Cidades engolidas - Escritor C F Scuo
O planeta está em transformação. O motivo somos nós - o nosso modo de vida capitalista. Estão em curso mudanças no sistema climático terrestre em velocidades sem precedentes no registro geológico.

Fenômenos naturais extremos, como tempestades, secas prolongadas e ondas de calor ficam mais intensas e frequentes. No turbilhão entre a presença humana e os fenômenos naturais em mudança, pequenas cidades ou vilas são engolidas.

O resultado são impactos tão profundas que tornam a recuperação um processo longo, demorado, parcial. A depender dos impactos, dos recursos disponíveis e da capacidade local, as pequenas cidades correm o risco de minguar.

Quando o mar toma a terra


A costa sul do Paquistão, onde se forma o delta do rio Indo, abriga uma população que vive em pequenas vilas à beira-mar e subsiste da pesca. As intervenções humanas, somadas às alterações em curso no planeta, tornaram a existência das vilas inviável. 

Do lado humano, a extração de água subterrânea, a modificação das planícies aluviais e a construção de barragens e canais interferiram nos fluxo de sedimentos para o delta do rio e no afundamento do terreno. Desde o início do século XX, estima-se que o transporte de sedimentos para o delta diminuiu em 80%.

Do lado das mudanças no sistema climático terrestre, combinam-se o aumento do nível do mar e a intensificação de eventos extremos. A região passou a experimentar maiores tempestades e inundações. Água salina se infiltra para o interior das planícies, tornando largas extensões de terra imprópria para a agricultura.

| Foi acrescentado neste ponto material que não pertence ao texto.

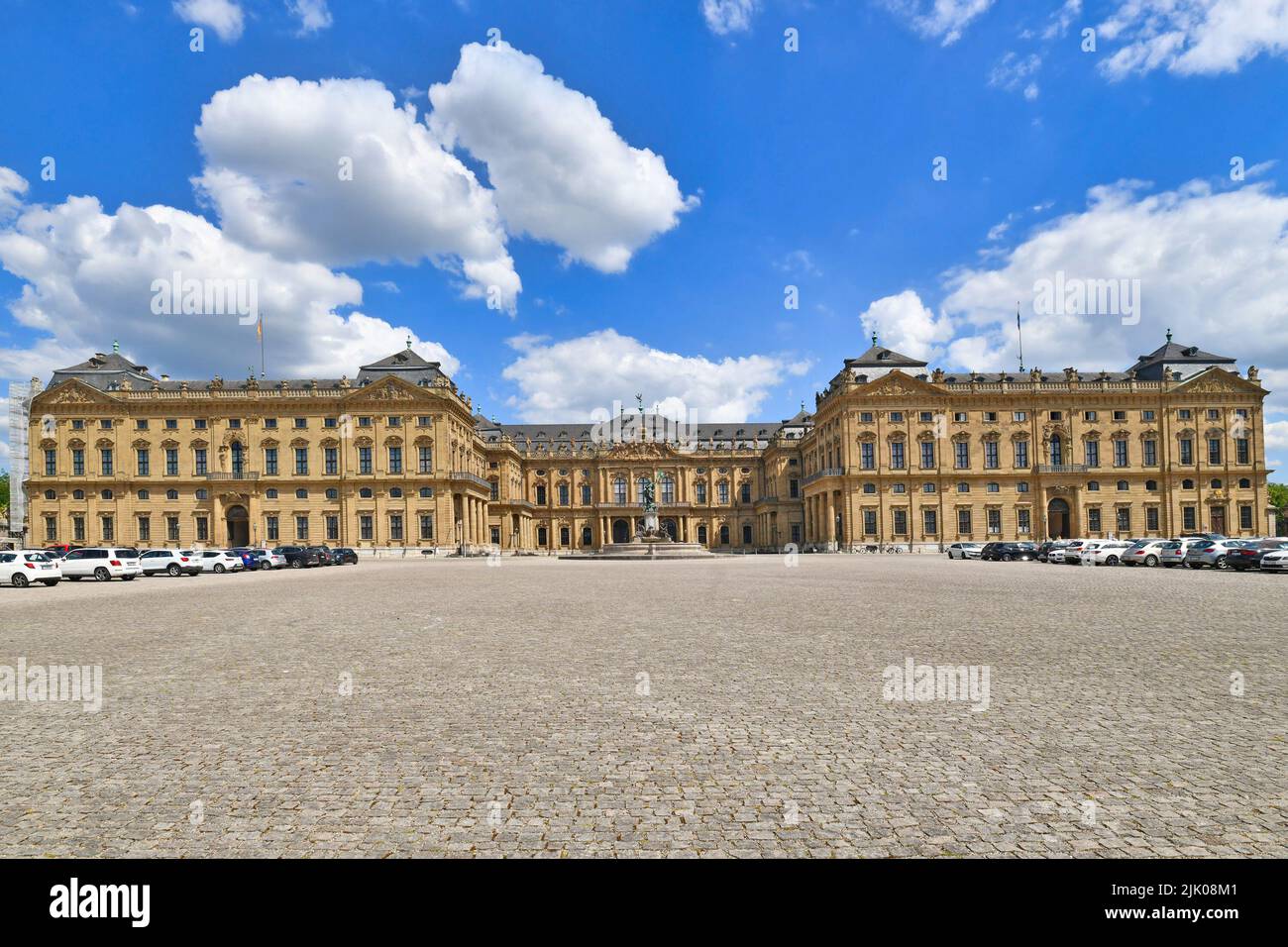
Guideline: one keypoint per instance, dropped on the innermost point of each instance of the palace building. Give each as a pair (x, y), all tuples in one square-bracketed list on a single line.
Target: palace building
[(398, 458)]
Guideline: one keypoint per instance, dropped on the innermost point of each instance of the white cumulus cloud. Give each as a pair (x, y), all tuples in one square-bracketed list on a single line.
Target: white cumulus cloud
[(335, 171), (224, 17), (559, 170)]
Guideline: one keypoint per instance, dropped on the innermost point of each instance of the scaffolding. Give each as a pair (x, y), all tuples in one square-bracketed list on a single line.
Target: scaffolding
[(20, 458)]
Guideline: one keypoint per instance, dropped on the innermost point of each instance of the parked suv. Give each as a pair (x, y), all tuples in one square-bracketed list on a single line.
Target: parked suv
[(21, 567), (102, 564), (172, 562), (300, 557)]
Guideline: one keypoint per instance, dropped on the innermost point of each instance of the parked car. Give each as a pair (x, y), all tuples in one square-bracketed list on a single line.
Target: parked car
[(1250, 554), (1103, 553), (323, 554), (21, 567), (268, 560), (171, 562), (102, 564), (219, 561), (299, 557), (1275, 561), (1144, 553), (1214, 553), (344, 556), (1016, 552)]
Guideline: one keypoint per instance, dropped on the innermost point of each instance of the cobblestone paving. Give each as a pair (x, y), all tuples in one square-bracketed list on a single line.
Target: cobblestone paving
[(503, 711)]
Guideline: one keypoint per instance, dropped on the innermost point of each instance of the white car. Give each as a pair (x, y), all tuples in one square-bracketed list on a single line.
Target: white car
[(219, 561), (1275, 561), (102, 564), (1104, 553), (268, 560), (26, 566), (1144, 553), (171, 562)]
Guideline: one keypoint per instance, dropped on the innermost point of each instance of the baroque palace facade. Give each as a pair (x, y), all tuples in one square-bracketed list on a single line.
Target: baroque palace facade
[(397, 458)]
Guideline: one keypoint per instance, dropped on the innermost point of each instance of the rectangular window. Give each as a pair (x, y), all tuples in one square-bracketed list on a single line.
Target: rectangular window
[(1021, 455)]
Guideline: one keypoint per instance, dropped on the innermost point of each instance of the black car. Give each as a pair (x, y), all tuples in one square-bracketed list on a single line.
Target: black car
[(299, 557), (1017, 552)]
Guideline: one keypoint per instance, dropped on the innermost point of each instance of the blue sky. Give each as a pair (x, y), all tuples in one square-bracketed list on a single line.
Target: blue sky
[(807, 169)]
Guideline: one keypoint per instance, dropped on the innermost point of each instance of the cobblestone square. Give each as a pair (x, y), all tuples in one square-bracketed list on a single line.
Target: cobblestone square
[(728, 707)]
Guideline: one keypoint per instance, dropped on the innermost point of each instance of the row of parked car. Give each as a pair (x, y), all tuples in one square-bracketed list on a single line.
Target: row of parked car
[(50, 566), (1199, 551)]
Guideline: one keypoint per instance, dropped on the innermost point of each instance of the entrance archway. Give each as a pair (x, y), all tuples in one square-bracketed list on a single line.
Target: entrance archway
[(239, 526), (1057, 519)]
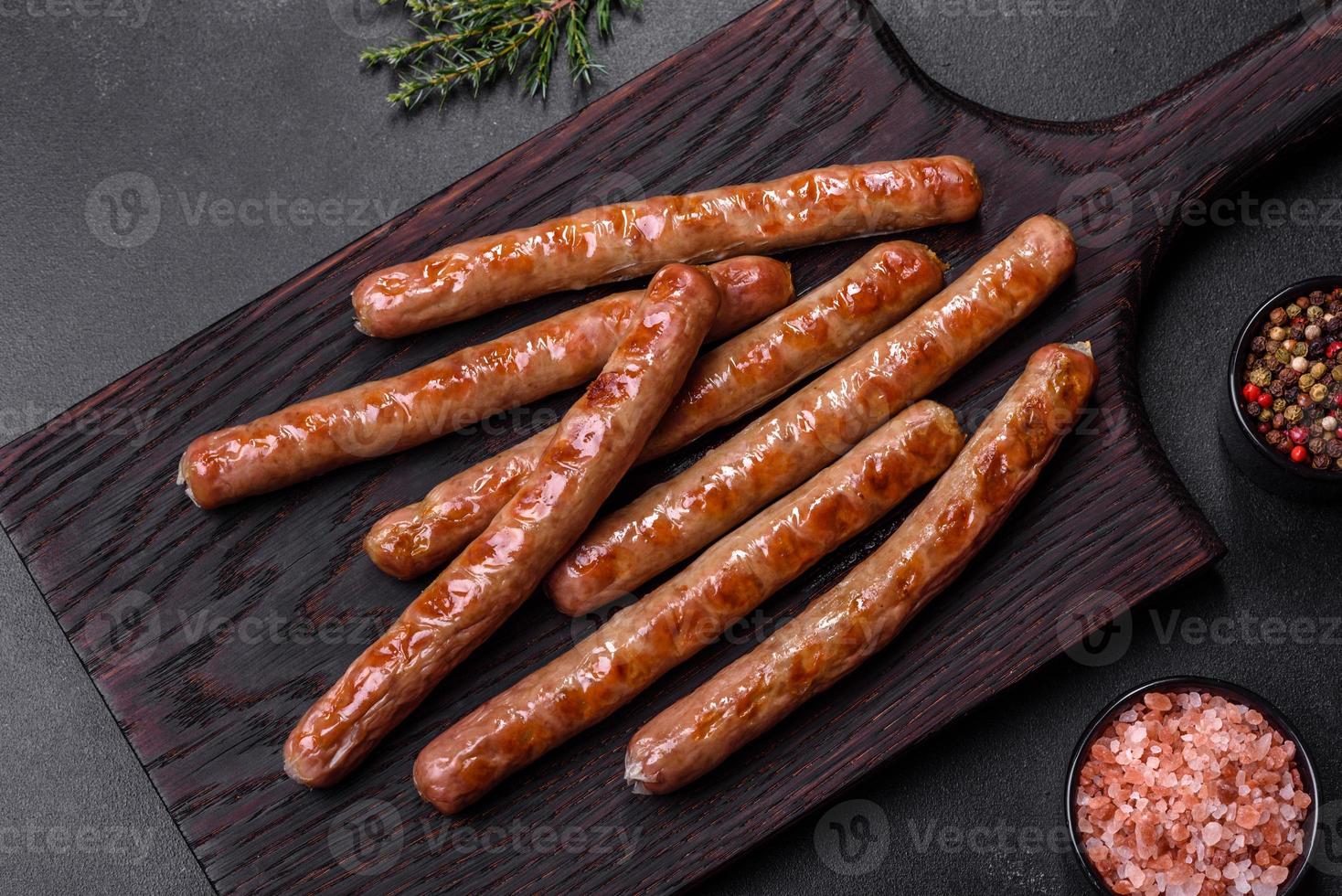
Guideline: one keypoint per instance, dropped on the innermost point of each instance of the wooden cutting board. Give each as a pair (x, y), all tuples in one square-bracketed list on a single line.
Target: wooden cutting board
[(209, 632)]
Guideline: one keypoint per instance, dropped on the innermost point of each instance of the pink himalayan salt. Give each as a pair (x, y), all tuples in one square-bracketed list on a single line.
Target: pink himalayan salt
[(1188, 795)]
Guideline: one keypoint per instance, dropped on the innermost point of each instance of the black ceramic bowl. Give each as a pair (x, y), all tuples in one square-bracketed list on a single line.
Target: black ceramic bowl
[(1251, 453), (1180, 684)]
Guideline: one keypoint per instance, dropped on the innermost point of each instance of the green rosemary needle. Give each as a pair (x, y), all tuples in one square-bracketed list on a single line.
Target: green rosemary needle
[(474, 42)]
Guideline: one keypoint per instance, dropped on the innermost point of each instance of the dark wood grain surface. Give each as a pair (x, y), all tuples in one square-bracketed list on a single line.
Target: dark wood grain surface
[(208, 634)]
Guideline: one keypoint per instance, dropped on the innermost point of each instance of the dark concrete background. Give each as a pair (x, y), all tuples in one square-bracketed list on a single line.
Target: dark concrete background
[(240, 101)]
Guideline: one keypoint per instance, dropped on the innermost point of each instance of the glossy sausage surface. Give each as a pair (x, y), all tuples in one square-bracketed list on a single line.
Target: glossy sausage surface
[(595, 444), (624, 240), (386, 416), (726, 582), (780, 450), (726, 382), (869, 605)]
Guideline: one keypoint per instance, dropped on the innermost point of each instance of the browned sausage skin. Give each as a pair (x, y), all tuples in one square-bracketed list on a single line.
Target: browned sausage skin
[(593, 445), (625, 240), (676, 518), (734, 379), (386, 416), (643, 641), (868, 606)]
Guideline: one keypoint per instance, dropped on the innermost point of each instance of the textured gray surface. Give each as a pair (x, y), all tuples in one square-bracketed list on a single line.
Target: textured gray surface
[(235, 112)]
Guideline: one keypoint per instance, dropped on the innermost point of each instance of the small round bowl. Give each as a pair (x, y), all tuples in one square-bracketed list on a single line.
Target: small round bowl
[(1180, 684), (1247, 450)]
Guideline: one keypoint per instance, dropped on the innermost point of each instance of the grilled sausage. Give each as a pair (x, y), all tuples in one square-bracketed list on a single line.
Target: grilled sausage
[(386, 416), (643, 641), (868, 606), (674, 519), (595, 444), (624, 240), (734, 379)]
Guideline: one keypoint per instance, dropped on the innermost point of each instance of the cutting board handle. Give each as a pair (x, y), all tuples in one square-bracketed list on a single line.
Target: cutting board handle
[(1184, 146)]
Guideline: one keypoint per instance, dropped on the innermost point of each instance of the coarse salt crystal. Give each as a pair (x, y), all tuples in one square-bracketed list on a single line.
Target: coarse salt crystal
[(1189, 795)]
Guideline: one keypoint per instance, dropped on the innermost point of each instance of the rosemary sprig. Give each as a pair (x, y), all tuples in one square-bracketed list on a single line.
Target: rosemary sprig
[(474, 42)]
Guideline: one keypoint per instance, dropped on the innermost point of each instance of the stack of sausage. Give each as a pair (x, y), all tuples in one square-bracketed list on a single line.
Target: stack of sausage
[(757, 511)]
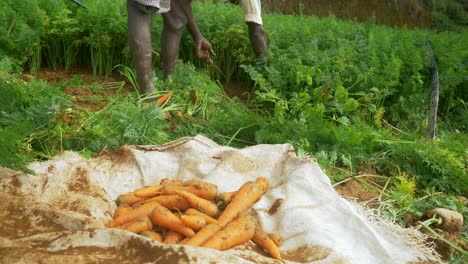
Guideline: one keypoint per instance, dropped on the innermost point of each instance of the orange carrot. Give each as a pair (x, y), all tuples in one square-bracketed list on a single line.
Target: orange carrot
[(247, 195), (143, 210), (167, 181), (151, 234), (203, 235), (266, 243), (224, 199), (200, 204), (172, 237), (208, 219), (170, 201), (139, 225), (164, 217), (276, 238), (122, 209), (235, 233), (161, 100), (148, 191), (193, 221), (129, 199), (204, 190)]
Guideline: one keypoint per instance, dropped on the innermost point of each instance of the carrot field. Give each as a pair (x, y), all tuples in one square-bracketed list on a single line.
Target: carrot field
[(353, 95)]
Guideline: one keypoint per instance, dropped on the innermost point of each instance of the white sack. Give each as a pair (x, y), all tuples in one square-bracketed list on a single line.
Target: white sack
[(59, 215)]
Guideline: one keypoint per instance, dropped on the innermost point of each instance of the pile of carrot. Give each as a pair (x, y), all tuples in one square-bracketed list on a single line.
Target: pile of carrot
[(193, 213)]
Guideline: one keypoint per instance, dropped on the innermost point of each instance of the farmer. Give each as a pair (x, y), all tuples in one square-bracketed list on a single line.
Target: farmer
[(253, 18), (181, 15), (140, 13)]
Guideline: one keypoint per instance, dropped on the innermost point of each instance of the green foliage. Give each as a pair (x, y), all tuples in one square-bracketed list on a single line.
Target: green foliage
[(125, 121), (21, 25), (27, 111), (441, 164)]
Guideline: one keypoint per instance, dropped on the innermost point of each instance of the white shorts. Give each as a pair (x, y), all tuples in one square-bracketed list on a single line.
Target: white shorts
[(163, 6), (252, 11)]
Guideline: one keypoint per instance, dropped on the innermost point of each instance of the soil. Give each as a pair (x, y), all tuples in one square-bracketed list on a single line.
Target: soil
[(356, 191), (77, 82)]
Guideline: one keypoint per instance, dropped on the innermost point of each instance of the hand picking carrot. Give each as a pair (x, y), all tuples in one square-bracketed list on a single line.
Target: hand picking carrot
[(143, 210), (235, 233), (266, 243), (203, 235), (139, 225), (148, 191), (161, 100), (170, 201), (208, 219), (164, 217), (195, 222), (151, 234), (122, 209), (200, 204), (247, 195), (224, 199), (276, 238), (172, 237), (129, 199)]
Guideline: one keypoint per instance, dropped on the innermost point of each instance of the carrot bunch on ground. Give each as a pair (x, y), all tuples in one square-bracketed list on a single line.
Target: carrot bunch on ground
[(193, 213)]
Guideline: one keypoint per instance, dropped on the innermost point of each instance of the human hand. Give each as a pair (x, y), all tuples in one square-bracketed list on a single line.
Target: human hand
[(203, 49)]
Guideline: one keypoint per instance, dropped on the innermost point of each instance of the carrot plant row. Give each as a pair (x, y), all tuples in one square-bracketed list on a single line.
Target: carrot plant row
[(194, 213)]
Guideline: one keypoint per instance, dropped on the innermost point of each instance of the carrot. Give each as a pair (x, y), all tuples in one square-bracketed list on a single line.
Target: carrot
[(276, 238), (200, 204), (203, 235), (148, 191), (235, 233), (139, 225), (161, 100), (129, 199), (122, 209), (151, 234), (164, 217), (247, 195), (172, 237), (195, 222), (266, 243), (143, 210), (167, 181), (169, 201), (208, 219), (204, 190), (224, 199)]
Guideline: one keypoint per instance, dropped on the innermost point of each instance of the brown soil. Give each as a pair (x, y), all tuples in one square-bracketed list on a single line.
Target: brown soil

Com um fluxo de sedimentos reduzido e extremos climáticos, os processos erosivos costeiros pioraram severamente. O mar está reivindicando o que antes era ocupado por terra. De 42 assentamentos da região da União Keti Bunder, 28 desapareceram pela invasão do mar.

Não há outra alternativa aos moradores senão migrar para onde a terra ainda não cedeu. Podem ou não encontrar outro lugar para continuar o seu modo de vida.

A seca e a decisão de partir


A América Central tem sofrido com secas: entre 2015 e 2019, foram cinco anos seguidos, um fato extremamente raro. No período de 2023, a seca voltou a assolar os países da região, com temperaturas bem superiores à média do período e ondas de calor.

Um desses países é a Guatemala, onde lugares minguam porque as pessoas decidem emigrar. Como, por exemplo, a aldeia de Chuicavioc, aos pés do vulcão Santa Maria, que se transformou em uma cidade fantasma. Adultos, adolescentes e crianças se arriscaram na travessia para os Estados Unidos.

Entre eles estavam muitos jovens e crianças que abandonaram as suas casas e famílias em busca de oportunidades fora da Guatemala.

Entre 2015 e 2018, dos imigrantes ilegais detidos na fronteira entre Estados Unidos e México, um dos fatores para a migração, além da pobreza e da violência, foi a seca. Modelos climáticos apontam a América Central como uma das regiões do mundo mais exposta à diminuição de chuvas com o avanço do aquecimento.

O inferno canadense...


Em 2016, durante uma onda de calor extraordinária na província de Alberta, nordeste do Canadá - região produtora de petróleo -, fogo se espalhou pela floresta boreal. Logo ganhou enormes proporções devido aos fortes ventos, engolfando o município de Wood Buffalo e região, onde residiam muitos dos trabalhadores da indústria petrolífera.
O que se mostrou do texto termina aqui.